I rushed to my desk and scribbled it all down. Up came the fiend, weak and vague and without a form, his voice only a suggestion. “What are you doing, Julien?”

“I might ask you the same thing I” I said. “Did you enjoy your romp?”

“Yes, Julien. I want to do it again, Julien. Now. But I am too weak.”

“Small wonder. Go off and make like smoke. I’m exhausted too. We’ll do it…”

“…as soon as we can.”

“All right, all right, you devil.”

I shoved the pages into the desk. I lay in a dead sleep, and when I woke it was sunlight and I knew I’d been again in the Cathedral. I remembered the rose window. I remembered the carving of the saint on top of its tomb. And the people singing…

What could this mean, I thought? This demon is in fact a saint? No, no. A bad angel fallen into hell. What? I don’t know. Or did he serve some saint, venerate him, and then…what?

But the point is there could be no doubt these were mortal memories. The thing remembered being flesh; it had those memories in itself, and they had been left with me, who was perhaps the only one who could examine them. No doubt the fiend knew the memory of its fleshly self was there, but the fiend couldn’t really think! The fiend used us to think! The fiend would only know what it had been if I told it.

The idea was born in my mind. Each time, remember more. Be the fiend, and know the fiend, and ultimately you will possess the truth about it. If the truth can’t help, what can? “You tawdry, evil ghost!” I thought, “you are only someone who wants to be reborn. You have no right, you greedy greedy fiend. You have been alive. You are no wise or eternal thing. Go to hell and be gone.”

I slept again, the livelong day, I was so tired.

That night I rode to Riverbend. I called up the band, told them to play “Dixie,” for the love of God, and then I sat with Mother. I told her. She would have none of it.

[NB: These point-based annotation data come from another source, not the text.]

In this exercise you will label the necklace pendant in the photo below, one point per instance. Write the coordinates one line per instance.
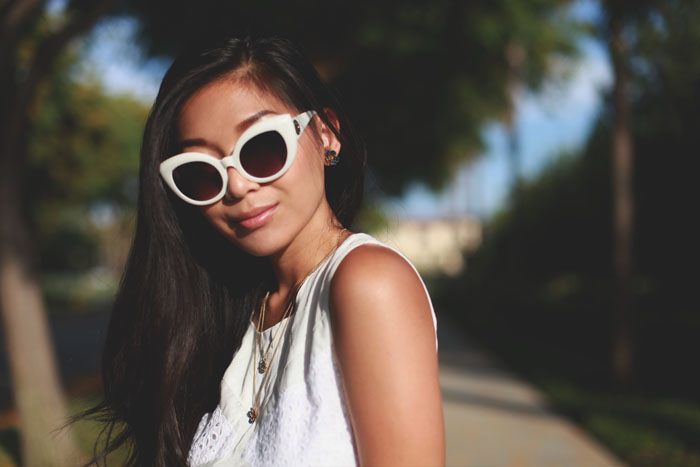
(252, 415)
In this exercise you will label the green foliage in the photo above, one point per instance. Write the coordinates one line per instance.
(542, 284)
(85, 145)
(418, 78)
(83, 153)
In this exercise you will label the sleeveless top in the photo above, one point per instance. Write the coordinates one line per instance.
(303, 417)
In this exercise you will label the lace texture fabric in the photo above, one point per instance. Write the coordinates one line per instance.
(212, 438)
(310, 426)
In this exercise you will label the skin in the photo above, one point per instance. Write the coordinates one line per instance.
(381, 317)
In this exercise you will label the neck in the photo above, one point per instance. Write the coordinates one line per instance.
(313, 244)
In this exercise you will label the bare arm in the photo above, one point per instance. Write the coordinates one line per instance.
(385, 343)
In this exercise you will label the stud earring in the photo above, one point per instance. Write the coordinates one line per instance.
(332, 157)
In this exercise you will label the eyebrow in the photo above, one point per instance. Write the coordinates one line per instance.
(242, 126)
(253, 118)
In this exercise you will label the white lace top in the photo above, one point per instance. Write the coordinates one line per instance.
(303, 417)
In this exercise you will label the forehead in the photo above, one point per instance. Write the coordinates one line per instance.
(219, 108)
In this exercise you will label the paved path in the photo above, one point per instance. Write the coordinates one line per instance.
(493, 419)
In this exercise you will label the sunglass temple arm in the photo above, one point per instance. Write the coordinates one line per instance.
(303, 120)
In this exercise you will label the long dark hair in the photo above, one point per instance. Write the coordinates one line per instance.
(187, 294)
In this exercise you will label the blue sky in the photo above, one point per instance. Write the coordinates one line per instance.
(557, 118)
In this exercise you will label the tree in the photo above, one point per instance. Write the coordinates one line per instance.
(444, 61)
(435, 71)
(30, 42)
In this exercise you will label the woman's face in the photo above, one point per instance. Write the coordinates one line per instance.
(261, 219)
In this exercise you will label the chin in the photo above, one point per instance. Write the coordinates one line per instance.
(256, 242)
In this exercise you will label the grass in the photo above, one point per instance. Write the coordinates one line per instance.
(85, 433)
(641, 430)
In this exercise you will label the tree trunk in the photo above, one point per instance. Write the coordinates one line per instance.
(35, 381)
(623, 213)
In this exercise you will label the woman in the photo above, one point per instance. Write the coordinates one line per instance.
(251, 327)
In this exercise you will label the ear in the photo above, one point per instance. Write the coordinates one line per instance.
(328, 138)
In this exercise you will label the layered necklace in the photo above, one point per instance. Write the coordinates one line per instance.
(264, 364)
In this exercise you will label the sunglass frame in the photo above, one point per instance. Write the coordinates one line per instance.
(290, 128)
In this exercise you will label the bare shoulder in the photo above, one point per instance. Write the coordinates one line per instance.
(384, 341)
(379, 275)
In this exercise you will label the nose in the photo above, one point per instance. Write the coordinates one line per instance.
(238, 185)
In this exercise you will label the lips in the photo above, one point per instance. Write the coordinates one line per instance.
(255, 217)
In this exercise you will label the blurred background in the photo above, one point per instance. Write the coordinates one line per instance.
(532, 157)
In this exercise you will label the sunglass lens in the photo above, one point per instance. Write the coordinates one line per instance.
(264, 155)
(198, 180)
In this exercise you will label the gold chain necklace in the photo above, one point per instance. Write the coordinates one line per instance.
(264, 364)
(255, 409)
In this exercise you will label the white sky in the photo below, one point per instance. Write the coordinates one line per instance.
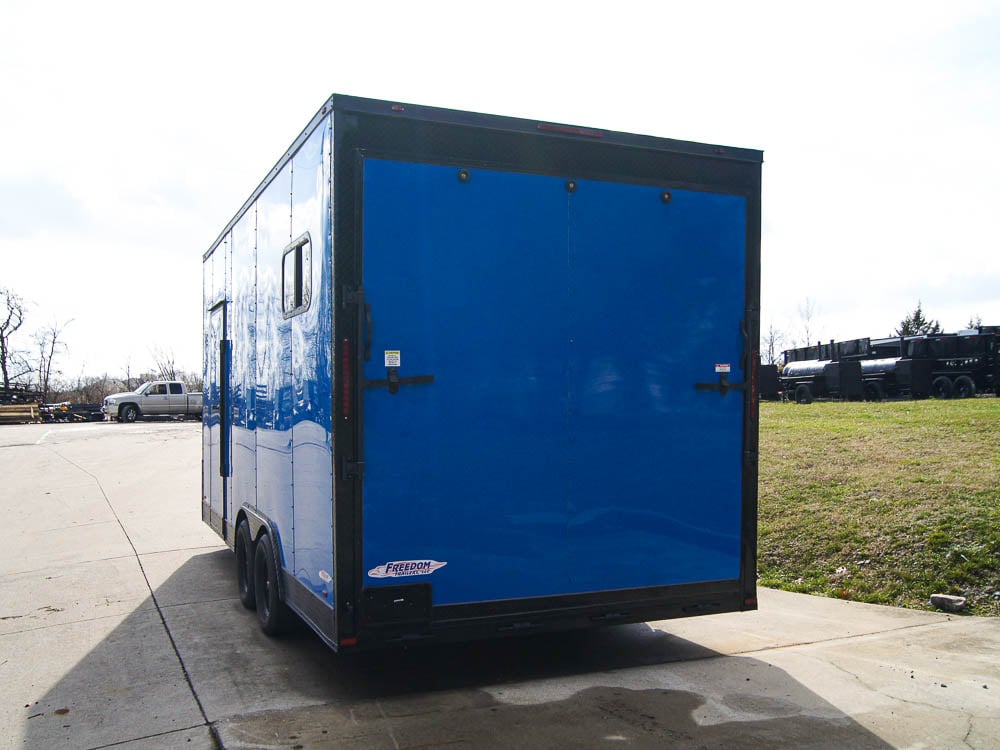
(132, 132)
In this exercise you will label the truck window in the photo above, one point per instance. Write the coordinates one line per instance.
(296, 276)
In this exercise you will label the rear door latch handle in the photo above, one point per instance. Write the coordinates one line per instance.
(393, 381)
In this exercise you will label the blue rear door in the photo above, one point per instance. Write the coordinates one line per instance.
(546, 436)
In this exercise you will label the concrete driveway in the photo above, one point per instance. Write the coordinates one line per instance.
(120, 627)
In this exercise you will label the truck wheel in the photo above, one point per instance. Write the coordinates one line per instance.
(964, 387)
(941, 387)
(873, 391)
(272, 613)
(244, 565)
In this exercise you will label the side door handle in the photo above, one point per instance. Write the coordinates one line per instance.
(393, 381)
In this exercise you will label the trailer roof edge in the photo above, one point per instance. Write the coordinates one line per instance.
(388, 108)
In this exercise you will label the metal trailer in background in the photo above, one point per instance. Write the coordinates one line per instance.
(446, 397)
(805, 380)
(943, 365)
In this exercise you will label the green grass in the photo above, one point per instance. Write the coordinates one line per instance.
(885, 503)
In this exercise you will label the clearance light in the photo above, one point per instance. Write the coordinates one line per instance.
(548, 127)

“First of all, he is all-powerful and from time immemorial.”

“The hell.”

“And next, he will know it if you pit your soul against his. He’ll kill you.”

“Likely.”

I never confided in her again. I don’t believe I ever really spoke to her again. I don’t think she much noticed.

I went into the nursery. The fiend was hanging about the cradle. I saw him in a flash, dressed as me, all full of mud, the way he’d been before. Idiot thing. I smiled.

“You want to come into me now?”

“Time to be with her, my baby,” he said. “See how beautiful she is. Your witches’ gifts are in her, yours and those from her mother’s mother, and her mother’s mother. And to think I might have wasted you.”

“You never know, do you? What do you learn when you are in me?”

He didn’t answer for a long while. Then he appeared in an even more brilliant flash, my spitting image as they say, and he glared at me, and smiled, and then he tried to laugh, but nothing came from his mouth, and he vanished. But what I’d caught was his improved mimicry; his greater love for my form.

I walked out. I now saw what I had to do. Study the problem when the thing was occupied with the baby. And keep it coming into me when it would, for as long as I could endure it.

The months passed. Mary Beth’s first-birthday party was a great fete. The city was booming again; the shadows of the war were gone; money was to be had everywhere. Mansions were rising uptown.